Moving to 64-bit
Starting with the 0.9.21 release, all of Notch is finally available as 64 bit — read about what this means for you as a Notch user.
The Notch engine has supported both 64 and 32-bits block exports since the beginning, but with the release of 0.9.21 we are bringing full 64-bit capabilities to Notch Builder as well.
64-bit allows for significantly larger data sets, such as 3D models and animation, textures, images and audio. The hard limit of 3 GB for 32-bit applications meant users were limited in the size of projects they could create and the assets they could use. Trying to exceed that limit would cause problems and instability.

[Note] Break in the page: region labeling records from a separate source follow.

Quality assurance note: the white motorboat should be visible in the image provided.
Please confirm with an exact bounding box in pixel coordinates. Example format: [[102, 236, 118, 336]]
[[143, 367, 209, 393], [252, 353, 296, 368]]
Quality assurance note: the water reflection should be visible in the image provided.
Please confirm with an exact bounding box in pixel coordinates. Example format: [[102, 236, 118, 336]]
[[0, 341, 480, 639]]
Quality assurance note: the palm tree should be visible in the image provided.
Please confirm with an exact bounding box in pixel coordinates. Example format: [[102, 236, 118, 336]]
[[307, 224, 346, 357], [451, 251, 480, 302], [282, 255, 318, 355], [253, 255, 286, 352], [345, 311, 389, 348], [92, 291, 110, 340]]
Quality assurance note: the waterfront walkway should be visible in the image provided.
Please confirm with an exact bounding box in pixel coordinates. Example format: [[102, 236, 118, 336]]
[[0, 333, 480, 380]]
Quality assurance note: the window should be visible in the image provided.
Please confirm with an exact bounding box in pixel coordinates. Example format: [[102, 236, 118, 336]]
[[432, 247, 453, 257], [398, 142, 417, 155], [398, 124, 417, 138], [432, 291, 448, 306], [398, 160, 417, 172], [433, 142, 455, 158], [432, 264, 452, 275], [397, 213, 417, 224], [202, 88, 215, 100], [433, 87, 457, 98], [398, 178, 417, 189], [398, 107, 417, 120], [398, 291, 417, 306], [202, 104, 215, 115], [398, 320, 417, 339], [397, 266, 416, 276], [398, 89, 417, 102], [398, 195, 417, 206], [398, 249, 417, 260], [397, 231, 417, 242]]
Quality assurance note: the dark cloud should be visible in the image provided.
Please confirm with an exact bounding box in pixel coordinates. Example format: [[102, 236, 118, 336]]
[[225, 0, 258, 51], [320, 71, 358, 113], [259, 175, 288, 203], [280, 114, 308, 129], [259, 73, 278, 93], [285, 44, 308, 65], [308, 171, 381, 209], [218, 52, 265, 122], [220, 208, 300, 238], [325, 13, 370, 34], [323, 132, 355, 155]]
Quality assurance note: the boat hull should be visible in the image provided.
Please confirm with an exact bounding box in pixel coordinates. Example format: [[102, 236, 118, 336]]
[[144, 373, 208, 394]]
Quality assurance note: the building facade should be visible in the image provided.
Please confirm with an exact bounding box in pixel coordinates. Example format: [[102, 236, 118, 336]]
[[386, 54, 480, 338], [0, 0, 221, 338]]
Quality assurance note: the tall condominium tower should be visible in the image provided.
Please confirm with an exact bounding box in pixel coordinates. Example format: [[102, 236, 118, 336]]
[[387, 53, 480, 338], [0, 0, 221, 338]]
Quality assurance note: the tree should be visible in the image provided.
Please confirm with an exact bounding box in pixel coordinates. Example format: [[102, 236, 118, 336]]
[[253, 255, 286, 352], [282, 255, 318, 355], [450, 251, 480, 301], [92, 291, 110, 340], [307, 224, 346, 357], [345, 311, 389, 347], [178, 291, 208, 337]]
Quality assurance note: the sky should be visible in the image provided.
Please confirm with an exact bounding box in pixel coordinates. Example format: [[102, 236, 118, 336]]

With 64-bit, those limits are now gone.
While there are numerous positive aspects with moving to 64-bit, there’s one key area where this will have temporary negative effects: video imports.
Let’s rewind a little bit …
Back in 2016, Apple announced that it was dropping support for QuickTime on Windows. This included their SDK for developers, as well as any plans for a future 64-bit version. At the time, there were many negative reactions from the media industry, but as long as most software kept chugging along without much trouble, the outcry quickly died away.
It wasn’t until cornerstone apps like the Adobe Creative Suite switched to 64-bit that the issue really came to light. Adobe users were no longer able to import and export the wide range of QuickTime legacy codecs they were used to, leaving them with a smaller subset of native supported codecs and the need to purchase and use 3rd party codec products such as AfterCodecs and others.
While software that uses the QuickTime SDK are in the same boat, we’ve decided to take a slightly different approach to solving this for our users.
How it’ll work in Notch
In the 64-bit version of Notch Builder you can export to all QuickTime codecs through a nifty set of 64-bit to 32-bit magic. Well, not magic: we’ve essentially created a 32-bit bridge that connects the two, so you don’t have to worry about it.
However, you’ll only be able to read native QuickTime codecs that Notch supports, which at the time of writing are:
- HAP / HAPQ / HAP Alpha
- NotchLC (See below for details)
In addition to those codecs, support for AVI and image sequences will of course continue to work as both input and output formats as you’re used to. We’re continually evaluating new and improved codecs for use with Notch, and this list might be expanded in the future.
32-bit legacy support
We will continue to ship and support the 32-bit version of Notch Builder for the time being. It is still being used by our media server partners, and we know better than to try to predict with 100% certainty when and how the industry changes.
However, unless there is some specific reason for sticking with the 32-bit version of Notch Builder, we urge all of our users to start migrating to the 64-bit version. Every week, we learn of some project that starts to touch the memory limit associated with running in 32-bit, and that limit is all but erased in the 64-bit version.
TL:DR; 64-bit: faster, roomier, future. 32-bit: slower, cramped, past.
We have made a new video codec, specifically designed for motion graphics. Its design parameters are great playback performance and compression levels without sacrificing quality. NotchLC is available in the 0.9.21 release of Notch.